7-year-old Jenna was killed with Carlile's handgun, which had been left in the family's van along with their four children, ages 7, 5, 3 and 1, while the parents, Derek and Forrest Carlile, made a brief stop in Stanwood on their way to a wedding on March 10.
The 3-year-old, who was known to have a fascination with his father's guns, apparently was riding in a booster seat in the van, rather than a car seat with more secure restraints.
According to the Affidavit of Probable Cause filed May 22 by Deputy Prosecuting Attorney Lisa D. Paul, Carlile "was in a hurry" on the day in question and, rather than strapping his off-duty weapon to his ankle or placing it in a locking compartment in the driver's door, the .38-caliber revolver was placed in an open bin on the floor of the van, between the two front seats, designed to hold cups and keys.
While the Carliles were outside the van having a brief conversation with artist Jack Gunter and delivering some business cards to him, they heard a "thud" coming from the van. They assumed one of the children kicked the side of the vehicle, but soon the 5-year-old girl got out of the van and "said something about the boy, Jenna and a gun."
The children had been unsupervised in the van for up to five minutes at the time of the accident.

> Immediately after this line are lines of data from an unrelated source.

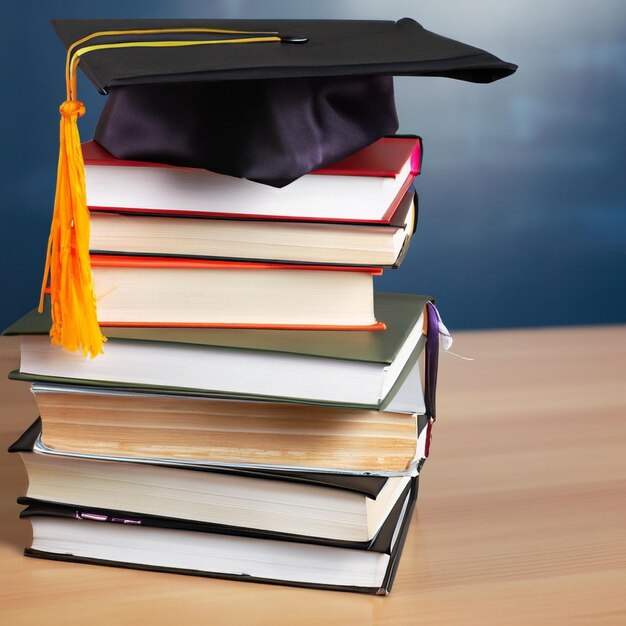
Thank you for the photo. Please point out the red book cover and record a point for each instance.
(383, 158)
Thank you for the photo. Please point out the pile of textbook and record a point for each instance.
(258, 412)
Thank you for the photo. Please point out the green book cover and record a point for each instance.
(400, 313)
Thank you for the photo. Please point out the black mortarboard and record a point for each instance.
(276, 100)
(269, 111)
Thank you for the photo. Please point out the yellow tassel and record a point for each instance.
(68, 267)
(72, 295)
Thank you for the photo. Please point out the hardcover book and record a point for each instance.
(97, 421)
(120, 539)
(365, 369)
(366, 187)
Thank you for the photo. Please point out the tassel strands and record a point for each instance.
(67, 275)
(73, 303)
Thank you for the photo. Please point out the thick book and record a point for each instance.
(332, 508)
(165, 291)
(261, 240)
(364, 369)
(108, 422)
(120, 539)
(366, 187)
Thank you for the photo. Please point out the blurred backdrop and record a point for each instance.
(523, 190)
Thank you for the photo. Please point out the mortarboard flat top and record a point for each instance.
(260, 106)
(333, 48)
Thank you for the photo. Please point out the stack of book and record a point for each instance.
(259, 413)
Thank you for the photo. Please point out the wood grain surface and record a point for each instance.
(521, 517)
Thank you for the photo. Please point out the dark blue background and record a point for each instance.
(523, 189)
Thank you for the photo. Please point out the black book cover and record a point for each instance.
(384, 541)
(369, 486)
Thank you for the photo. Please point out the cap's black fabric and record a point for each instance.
(334, 48)
(269, 111)
(270, 131)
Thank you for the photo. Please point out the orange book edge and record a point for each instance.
(370, 327)
(106, 260)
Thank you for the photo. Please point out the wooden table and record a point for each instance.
(521, 517)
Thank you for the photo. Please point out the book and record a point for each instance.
(115, 423)
(282, 241)
(161, 291)
(365, 188)
(329, 508)
(364, 369)
(119, 539)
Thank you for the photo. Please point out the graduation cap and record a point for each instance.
(268, 100)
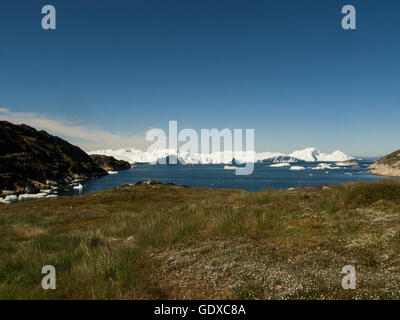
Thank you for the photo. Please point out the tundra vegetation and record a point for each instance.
(171, 242)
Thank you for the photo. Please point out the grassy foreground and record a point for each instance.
(151, 242)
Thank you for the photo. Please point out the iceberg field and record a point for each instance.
(133, 155)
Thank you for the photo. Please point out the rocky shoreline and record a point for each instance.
(388, 166)
(35, 164)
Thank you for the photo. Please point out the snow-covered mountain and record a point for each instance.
(225, 157)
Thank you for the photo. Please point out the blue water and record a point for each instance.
(214, 176)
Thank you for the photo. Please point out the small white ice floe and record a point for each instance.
(282, 164)
(297, 168)
(324, 166)
(78, 187)
(229, 167)
(9, 199)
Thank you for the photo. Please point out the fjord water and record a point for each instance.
(215, 176)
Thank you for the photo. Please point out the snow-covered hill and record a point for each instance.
(309, 154)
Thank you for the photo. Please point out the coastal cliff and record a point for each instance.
(388, 166)
(31, 160)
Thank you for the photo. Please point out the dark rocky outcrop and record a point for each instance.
(388, 166)
(32, 159)
(110, 163)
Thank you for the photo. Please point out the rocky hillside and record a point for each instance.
(110, 163)
(31, 160)
(388, 166)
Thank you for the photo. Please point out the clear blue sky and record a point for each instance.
(285, 68)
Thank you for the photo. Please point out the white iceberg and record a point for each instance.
(133, 155)
(297, 168)
(230, 167)
(282, 164)
(9, 199)
(324, 166)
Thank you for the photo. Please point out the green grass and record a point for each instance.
(167, 242)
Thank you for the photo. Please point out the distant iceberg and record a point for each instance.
(324, 166)
(297, 168)
(281, 164)
(132, 155)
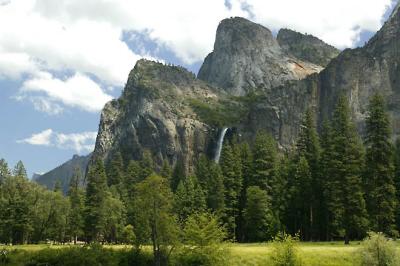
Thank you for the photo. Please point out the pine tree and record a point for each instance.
(347, 165)
(166, 170)
(178, 175)
(189, 198)
(303, 192)
(19, 170)
(258, 216)
(96, 193)
(265, 158)
(397, 180)
(231, 170)
(115, 170)
(76, 199)
(308, 147)
(379, 174)
(146, 165)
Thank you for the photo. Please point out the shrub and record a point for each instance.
(203, 242)
(285, 251)
(377, 250)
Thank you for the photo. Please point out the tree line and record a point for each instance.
(332, 185)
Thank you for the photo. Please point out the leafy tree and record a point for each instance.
(189, 198)
(154, 217)
(379, 174)
(203, 237)
(96, 193)
(258, 215)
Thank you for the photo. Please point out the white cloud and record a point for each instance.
(76, 91)
(85, 37)
(79, 142)
(337, 22)
(42, 138)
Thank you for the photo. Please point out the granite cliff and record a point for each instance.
(250, 82)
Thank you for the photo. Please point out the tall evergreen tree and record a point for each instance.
(265, 159)
(96, 193)
(231, 170)
(347, 162)
(19, 170)
(189, 198)
(259, 220)
(76, 199)
(115, 170)
(308, 147)
(379, 174)
(178, 175)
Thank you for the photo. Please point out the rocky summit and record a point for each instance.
(251, 81)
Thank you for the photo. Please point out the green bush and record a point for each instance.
(285, 251)
(202, 238)
(377, 250)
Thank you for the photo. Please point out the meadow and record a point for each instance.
(313, 254)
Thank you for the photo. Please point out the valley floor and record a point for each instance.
(313, 254)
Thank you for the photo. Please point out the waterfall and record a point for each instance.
(219, 144)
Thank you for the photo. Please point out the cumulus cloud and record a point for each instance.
(76, 91)
(86, 38)
(43, 138)
(79, 142)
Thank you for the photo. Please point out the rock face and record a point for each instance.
(359, 73)
(64, 172)
(154, 113)
(306, 47)
(246, 57)
(166, 110)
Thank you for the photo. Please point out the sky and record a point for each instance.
(61, 61)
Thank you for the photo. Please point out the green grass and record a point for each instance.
(312, 254)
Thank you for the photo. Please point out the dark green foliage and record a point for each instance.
(189, 198)
(115, 170)
(258, 217)
(84, 256)
(202, 238)
(76, 215)
(178, 175)
(231, 170)
(96, 193)
(379, 169)
(146, 165)
(265, 159)
(19, 170)
(345, 199)
(154, 219)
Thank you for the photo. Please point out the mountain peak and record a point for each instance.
(306, 47)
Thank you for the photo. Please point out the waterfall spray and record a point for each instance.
(219, 144)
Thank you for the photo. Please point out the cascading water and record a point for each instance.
(219, 144)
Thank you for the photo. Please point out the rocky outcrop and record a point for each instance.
(247, 57)
(155, 113)
(64, 173)
(167, 110)
(306, 47)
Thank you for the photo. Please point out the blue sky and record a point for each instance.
(60, 61)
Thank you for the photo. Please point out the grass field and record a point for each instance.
(313, 254)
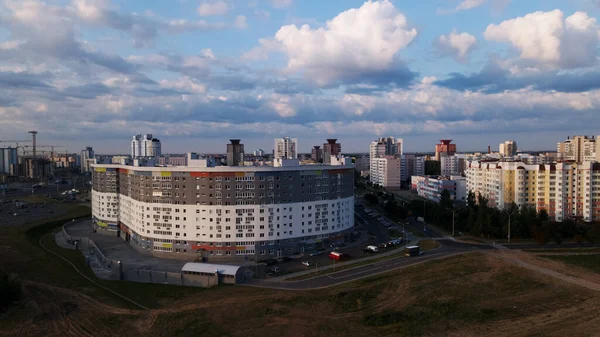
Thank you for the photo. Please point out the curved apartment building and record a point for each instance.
(224, 212)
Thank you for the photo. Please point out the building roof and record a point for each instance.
(223, 269)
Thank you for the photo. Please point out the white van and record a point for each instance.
(374, 249)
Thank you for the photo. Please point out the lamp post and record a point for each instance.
(453, 212)
(510, 214)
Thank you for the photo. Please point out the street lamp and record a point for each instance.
(510, 214)
(453, 212)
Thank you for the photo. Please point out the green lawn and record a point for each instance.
(590, 262)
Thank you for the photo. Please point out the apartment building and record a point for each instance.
(385, 171)
(224, 212)
(564, 190)
(579, 149)
(431, 187)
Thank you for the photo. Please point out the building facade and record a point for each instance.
(331, 148)
(432, 187)
(235, 153)
(444, 147)
(224, 212)
(285, 148)
(579, 149)
(385, 171)
(317, 154)
(145, 146)
(87, 157)
(564, 190)
(508, 148)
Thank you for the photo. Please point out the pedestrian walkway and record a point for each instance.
(443, 238)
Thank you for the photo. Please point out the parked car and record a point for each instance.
(270, 262)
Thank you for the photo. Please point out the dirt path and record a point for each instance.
(518, 258)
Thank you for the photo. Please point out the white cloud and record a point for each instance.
(456, 45)
(259, 13)
(550, 40)
(355, 42)
(210, 8)
(184, 84)
(281, 3)
(240, 22)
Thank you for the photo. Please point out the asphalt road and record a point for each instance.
(447, 249)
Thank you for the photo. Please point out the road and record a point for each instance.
(448, 248)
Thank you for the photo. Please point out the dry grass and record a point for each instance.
(467, 295)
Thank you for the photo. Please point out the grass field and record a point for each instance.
(590, 261)
(467, 295)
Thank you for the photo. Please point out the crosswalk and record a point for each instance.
(444, 238)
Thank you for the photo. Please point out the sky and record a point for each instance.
(196, 73)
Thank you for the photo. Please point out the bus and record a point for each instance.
(338, 256)
(413, 251)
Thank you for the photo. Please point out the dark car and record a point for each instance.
(270, 262)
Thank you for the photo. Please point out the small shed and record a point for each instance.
(208, 274)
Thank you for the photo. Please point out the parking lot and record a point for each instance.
(373, 231)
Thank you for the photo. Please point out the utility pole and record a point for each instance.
(454, 211)
(34, 160)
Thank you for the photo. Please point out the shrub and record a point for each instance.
(11, 289)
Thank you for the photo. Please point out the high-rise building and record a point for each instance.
(145, 146)
(564, 190)
(8, 161)
(382, 148)
(87, 158)
(444, 147)
(385, 171)
(285, 148)
(235, 153)
(579, 149)
(331, 148)
(452, 165)
(317, 154)
(508, 148)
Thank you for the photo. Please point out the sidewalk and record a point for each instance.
(341, 264)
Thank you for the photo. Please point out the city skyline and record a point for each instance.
(189, 73)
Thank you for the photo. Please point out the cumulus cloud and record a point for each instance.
(456, 45)
(356, 43)
(549, 39)
(209, 8)
(281, 3)
(240, 22)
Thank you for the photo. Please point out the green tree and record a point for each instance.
(446, 199)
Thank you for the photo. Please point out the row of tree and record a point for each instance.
(478, 219)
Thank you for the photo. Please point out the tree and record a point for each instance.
(446, 199)
(371, 198)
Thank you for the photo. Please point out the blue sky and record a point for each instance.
(198, 72)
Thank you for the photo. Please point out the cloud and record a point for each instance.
(456, 45)
(259, 13)
(209, 8)
(240, 22)
(358, 43)
(281, 3)
(462, 6)
(550, 40)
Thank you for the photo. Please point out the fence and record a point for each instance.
(110, 269)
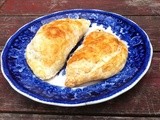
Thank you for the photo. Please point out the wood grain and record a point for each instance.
(142, 99)
(10, 24)
(125, 7)
(142, 102)
(13, 116)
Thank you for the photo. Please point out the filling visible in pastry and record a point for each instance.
(100, 56)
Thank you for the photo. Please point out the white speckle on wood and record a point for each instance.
(153, 5)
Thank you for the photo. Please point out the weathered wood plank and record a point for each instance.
(143, 99)
(125, 7)
(10, 116)
(9, 25)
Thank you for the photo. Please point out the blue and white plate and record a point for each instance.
(21, 78)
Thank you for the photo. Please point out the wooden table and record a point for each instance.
(141, 102)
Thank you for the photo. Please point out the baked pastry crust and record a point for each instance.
(48, 50)
(100, 56)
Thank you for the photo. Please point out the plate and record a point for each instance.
(21, 78)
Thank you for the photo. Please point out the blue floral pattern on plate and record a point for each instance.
(21, 78)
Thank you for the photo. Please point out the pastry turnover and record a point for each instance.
(100, 56)
(48, 50)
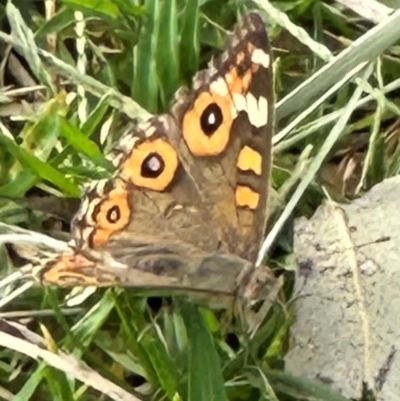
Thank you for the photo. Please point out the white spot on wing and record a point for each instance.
(219, 86)
(260, 57)
(239, 102)
(257, 110)
(263, 110)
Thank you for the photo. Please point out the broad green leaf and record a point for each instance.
(106, 8)
(31, 385)
(205, 380)
(58, 385)
(145, 82)
(62, 19)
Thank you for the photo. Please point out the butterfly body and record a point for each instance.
(191, 185)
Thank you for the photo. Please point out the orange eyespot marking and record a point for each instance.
(249, 159)
(113, 215)
(151, 165)
(240, 57)
(206, 127)
(246, 197)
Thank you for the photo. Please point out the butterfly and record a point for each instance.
(187, 205)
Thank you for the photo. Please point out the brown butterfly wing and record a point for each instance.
(225, 138)
(189, 183)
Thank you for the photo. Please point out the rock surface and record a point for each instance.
(347, 330)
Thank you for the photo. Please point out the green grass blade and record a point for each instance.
(80, 142)
(366, 48)
(168, 52)
(190, 43)
(145, 82)
(42, 169)
(205, 382)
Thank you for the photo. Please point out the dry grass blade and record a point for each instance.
(313, 168)
(61, 361)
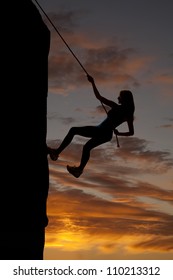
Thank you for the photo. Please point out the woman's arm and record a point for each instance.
(102, 99)
(130, 132)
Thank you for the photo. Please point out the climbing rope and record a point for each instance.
(74, 57)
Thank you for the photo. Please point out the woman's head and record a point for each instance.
(126, 100)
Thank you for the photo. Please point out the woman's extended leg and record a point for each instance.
(85, 131)
(92, 143)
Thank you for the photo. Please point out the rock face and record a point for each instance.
(24, 164)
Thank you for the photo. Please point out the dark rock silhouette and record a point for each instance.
(24, 164)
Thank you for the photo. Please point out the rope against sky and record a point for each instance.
(118, 145)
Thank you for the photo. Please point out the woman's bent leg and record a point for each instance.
(85, 131)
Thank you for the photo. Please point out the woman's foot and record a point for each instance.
(52, 153)
(75, 171)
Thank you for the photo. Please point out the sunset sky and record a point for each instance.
(122, 205)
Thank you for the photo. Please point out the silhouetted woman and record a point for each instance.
(102, 133)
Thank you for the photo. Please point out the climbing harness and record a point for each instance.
(118, 145)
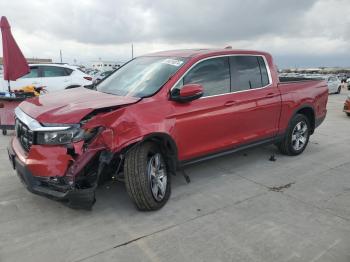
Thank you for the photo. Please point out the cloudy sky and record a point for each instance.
(299, 33)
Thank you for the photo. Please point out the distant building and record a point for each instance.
(105, 65)
(34, 60)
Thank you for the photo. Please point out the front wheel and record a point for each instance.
(339, 90)
(296, 137)
(147, 179)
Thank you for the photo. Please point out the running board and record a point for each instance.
(231, 151)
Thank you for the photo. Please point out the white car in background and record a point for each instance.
(53, 77)
(334, 85)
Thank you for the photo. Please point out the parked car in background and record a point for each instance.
(347, 106)
(54, 77)
(334, 85)
(348, 83)
(98, 77)
(157, 114)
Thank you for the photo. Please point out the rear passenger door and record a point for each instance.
(55, 78)
(256, 108)
(202, 126)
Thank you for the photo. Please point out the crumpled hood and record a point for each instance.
(70, 106)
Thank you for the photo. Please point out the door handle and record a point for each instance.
(230, 103)
(270, 95)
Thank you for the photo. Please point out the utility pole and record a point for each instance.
(61, 55)
(132, 51)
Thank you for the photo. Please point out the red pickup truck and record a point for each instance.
(156, 114)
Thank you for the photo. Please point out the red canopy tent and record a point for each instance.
(14, 63)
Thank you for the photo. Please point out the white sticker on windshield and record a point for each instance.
(173, 62)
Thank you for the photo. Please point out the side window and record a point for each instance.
(264, 74)
(34, 72)
(53, 71)
(213, 74)
(248, 72)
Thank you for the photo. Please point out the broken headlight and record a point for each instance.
(62, 137)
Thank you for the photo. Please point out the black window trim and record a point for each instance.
(229, 55)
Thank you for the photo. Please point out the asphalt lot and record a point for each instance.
(228, 212)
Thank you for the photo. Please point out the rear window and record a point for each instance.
(248, 72)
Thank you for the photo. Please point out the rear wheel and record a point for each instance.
(297, 136)
(339, 90)
(147, 179)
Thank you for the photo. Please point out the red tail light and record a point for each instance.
(88, 78)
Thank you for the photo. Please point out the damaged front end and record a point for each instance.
(63, 162)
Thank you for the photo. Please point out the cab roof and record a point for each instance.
(189, 53)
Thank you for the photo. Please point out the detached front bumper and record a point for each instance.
(50, 187)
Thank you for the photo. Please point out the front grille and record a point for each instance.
(24, 135)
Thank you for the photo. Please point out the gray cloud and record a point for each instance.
(312, 28)
(123, 21)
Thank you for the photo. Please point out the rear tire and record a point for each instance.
(147, 178)
(339, 90)
(296, 137)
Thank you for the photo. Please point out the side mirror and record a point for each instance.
(187, 93)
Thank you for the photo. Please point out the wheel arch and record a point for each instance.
(72, 86)
(309, 112)
(167, 146)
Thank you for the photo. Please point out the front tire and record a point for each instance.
(296, 137)
(339, 90)
(147, 178)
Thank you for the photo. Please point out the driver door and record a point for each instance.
(201, 125)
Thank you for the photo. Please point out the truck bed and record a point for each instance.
(284, 79)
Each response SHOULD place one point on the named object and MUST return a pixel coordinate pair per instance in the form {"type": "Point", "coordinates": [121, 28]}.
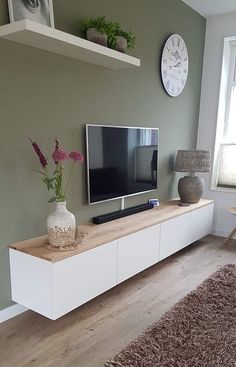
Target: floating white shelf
{"type": "Point", "coordinates": [49, 39]}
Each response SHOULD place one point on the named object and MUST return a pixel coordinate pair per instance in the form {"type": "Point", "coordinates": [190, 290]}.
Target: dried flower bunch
{"type": "Point", "coordinates": [54, 181]}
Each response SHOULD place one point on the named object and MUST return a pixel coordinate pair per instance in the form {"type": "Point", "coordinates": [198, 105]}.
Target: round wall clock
{"type": "Point", "coordinates": [174, 65]}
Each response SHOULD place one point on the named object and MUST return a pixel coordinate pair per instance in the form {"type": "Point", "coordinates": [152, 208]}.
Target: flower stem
{"type": "Point", "coordinates": [69, 177]}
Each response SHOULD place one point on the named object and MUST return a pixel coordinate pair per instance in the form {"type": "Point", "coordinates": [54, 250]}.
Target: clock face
{"type": "Point", "coordinates": [174, 65]}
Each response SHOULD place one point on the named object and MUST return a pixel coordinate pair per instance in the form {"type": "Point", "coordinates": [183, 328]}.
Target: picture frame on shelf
{"type": "Point", "coordinates": [40, 11]}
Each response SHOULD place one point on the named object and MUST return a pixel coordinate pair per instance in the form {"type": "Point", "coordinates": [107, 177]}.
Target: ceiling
{"type": "Point", "coordinates": [212, 7]}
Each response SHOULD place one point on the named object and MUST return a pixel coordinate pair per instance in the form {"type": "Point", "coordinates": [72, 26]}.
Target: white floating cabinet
{"type": "Point", "coordinates": [54, 289]}
{"type": "Point", "coordinates": [137, 252]}
{"type": "Point", "coordinates": [53, 283]}
{"type": "Point", "coordinates": [201, 223]}
{"type": "Point", "coordinates": [175, 235]}
{"type": "Point", "coordinates": [49, 39]}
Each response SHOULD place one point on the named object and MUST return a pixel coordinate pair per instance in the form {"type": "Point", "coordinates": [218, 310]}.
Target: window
{"type": "Point", "coordinates": [224, 172]}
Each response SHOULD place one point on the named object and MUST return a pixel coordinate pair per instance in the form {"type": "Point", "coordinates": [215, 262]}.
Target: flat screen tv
{"type": "Point", "coordinates": [121, 161]}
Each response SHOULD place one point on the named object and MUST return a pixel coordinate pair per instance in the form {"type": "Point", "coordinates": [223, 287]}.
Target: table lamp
{"type": "Point", "coordinates": [190, 188]}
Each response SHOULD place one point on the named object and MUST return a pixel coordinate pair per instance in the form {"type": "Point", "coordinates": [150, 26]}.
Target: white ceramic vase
{"type": "Point", "coordinates": [61, 226]}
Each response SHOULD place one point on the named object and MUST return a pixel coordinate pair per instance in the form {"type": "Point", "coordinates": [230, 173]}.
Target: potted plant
{"type": "Point", "coordinates": [124, 40]}
{"type": "Point", "coordinates": [94, 30]}
{"type": "Point", "coordinates": [61, 223]}
{"type": "Point", "coordinates": [106, 33]}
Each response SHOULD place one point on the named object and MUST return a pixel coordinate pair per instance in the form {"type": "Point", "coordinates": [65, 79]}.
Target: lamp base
{"type": "Point", "coordinates": [190, 189]}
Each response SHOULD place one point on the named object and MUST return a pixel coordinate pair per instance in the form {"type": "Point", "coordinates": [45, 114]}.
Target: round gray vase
{"type": "Point", "coordinates": [190, 189]}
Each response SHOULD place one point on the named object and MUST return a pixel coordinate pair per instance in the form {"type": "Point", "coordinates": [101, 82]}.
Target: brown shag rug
{"type": "Point", "coordinates": [199, 331]}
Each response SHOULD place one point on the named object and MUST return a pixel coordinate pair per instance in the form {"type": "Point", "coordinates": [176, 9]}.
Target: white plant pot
{"type": "Point", "coordinates": [94, 36]}
{"type": "Point", "coordinates": [61, 227]}
{"type": "Point", "coordinates": [121, 44]}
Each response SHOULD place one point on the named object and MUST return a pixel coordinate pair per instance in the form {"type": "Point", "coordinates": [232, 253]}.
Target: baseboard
{"type": "Point", "coordinates": [11, 311]}
{"type": "Point", "coordinates": [221, 233]}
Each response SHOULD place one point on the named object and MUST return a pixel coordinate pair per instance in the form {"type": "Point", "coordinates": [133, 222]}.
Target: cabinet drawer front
{"type": "Point", "coordinates": [83, 277]}
{"type": "Point", "coordinates": [201, 222]}
{"type": "Point", "coordinates": [174, 235]}
{"type": "Point", "coordinates": [137, 252]}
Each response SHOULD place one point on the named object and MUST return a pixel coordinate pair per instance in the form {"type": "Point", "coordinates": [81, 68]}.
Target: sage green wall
{"type": "Point", "coordinates": [43, 95]}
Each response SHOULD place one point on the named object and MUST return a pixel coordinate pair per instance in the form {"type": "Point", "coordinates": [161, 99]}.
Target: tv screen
{"type": "Point", "coordinates": [121, 161]}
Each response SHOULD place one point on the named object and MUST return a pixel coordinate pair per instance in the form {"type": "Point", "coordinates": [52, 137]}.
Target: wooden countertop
{"type": "Point", "coordinates": [95, 235]}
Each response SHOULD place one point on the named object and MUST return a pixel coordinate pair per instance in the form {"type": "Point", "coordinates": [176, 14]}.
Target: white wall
{"type": "Point", "coordinates": [217, 28]}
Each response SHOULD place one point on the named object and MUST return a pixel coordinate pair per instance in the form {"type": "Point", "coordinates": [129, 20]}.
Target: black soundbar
{"type": "Point", "coordinates": [121, 213]}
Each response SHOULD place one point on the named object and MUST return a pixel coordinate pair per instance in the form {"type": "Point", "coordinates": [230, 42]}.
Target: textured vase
{"type": "Point", "coordinates": [190, 189]}
{"type": "Point", "coordinates": [61, 226]}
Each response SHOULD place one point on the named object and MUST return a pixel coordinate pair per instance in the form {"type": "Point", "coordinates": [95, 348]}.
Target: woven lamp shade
{"type": "Point", "coordinates": [193, 161]}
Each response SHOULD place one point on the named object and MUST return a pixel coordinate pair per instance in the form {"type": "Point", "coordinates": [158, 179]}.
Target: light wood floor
{"type": "Point", "coordinates": [88, 336]}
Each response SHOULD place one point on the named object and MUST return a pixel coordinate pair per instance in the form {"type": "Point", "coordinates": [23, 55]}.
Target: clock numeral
{"type": "Point", "coordinates": [164, 73]}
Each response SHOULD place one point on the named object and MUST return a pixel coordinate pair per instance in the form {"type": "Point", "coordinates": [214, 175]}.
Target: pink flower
{"type": "Point", "coordinates": [77, 157]}
{"type": "Point", "coordinates": [60, 156]}
{"type": "Point", "coordinates": [56, 144]}
{"type": "Point", "coordinates": [42, 159]}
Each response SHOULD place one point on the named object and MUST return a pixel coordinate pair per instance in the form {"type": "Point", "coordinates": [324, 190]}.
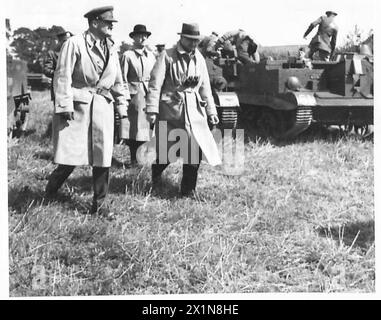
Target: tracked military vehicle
{"type": "Point", "coordinates": [282, 98]}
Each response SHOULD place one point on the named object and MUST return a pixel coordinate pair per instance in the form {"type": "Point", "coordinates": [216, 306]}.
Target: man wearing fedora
{"type": "Point", "coordinates": [87, 84]}
{"type": "Point", "coordinates": [324, 42]}
{"type": "Point", "coordinates": [179, 97]}
{"type": "Point", "coordinates": [136, 64]}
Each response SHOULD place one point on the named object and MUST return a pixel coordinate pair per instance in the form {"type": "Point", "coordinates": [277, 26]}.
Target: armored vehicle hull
{"type": "Point", "coordinates": [282, 98]}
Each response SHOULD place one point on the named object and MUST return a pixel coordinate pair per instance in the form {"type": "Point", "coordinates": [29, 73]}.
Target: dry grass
{"type": "Point", "coordinates": [299, 219]}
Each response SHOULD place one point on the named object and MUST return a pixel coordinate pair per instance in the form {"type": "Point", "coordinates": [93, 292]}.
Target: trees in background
{"type": "Point", "coordinates": [32, 46]}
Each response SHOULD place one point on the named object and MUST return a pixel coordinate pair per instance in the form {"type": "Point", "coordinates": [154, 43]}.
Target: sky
{"type": "Point", "coordinates": [274, 22]}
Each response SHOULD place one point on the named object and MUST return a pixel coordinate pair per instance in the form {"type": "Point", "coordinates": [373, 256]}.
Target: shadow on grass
{"type": "Point", "coordinates": [348, 233]}
{"type": "Point", "coordinates": [43, 155]}
{"type": "Point", "coordinates": [21, 200]}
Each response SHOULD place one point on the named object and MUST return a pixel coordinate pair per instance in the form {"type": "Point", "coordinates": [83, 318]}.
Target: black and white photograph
{"type": "Point", "coordinates": [189, 148]}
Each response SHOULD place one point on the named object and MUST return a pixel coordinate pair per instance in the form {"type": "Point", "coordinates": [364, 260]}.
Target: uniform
{"type": "Point", "coordinates": [136, 64]}
{"type": "Point", "coordinates": [325, 39]}
{"type": "Point", "coordinates": [87, 82]}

Carlile rushed to the vehicle and found his 7-year-old daughter "slumped over in the middle of the bench seat, still buckled in." He immediately began administering aid while his wife and Gunter called 911.
Jenna Carlile was taken by ambulance to a nearby hospital, then transported to Harborview Medical Center in Seattle, but she died shortly after midnight.
The Smith & Wesson weapon was found to have a key lock safety feature, which was in the "off" position when police found the gun in the van. It was fully loaded with five rounds of ammunition, although one of the rounds was spent.
The 3-year-old was described as an active boy who often played with toy guns and knew how to pull a trigger.
"Though the undeniable tragedy and grief that has stricken the defendant and his family is staggering, compassion must be balanced with accountability for the acts which caused it," wrote Paul in the affidavit.
"The defendant," Paul claims, "failed to heed or be aware of a substantial risk that death would occur when he placed and left his loaded, unsecured revolver in an enclosed van with four children inside. The defendant's failure to be aware of this substantial risk was a gross deviation from the standard that a reasonable person would exercise in the same situation."
In a prepared statement, Carlile's attorneys David Allen and Cooper Offenbecher wrote that the police officer takes full responsibility for his daughter's death but that his actions were not criminal.
Carlile is expected to appear in court June 5 for arraignment on the manslaughter charge. Because he is not considered a flight risk or a danger to the community, prosecutors don't plan to ask for bail and Carlile, who lives on Camano Island, will be free on his own recognizance while awaiting trial.
He is on paid administrative leave from the Marysville Police Department.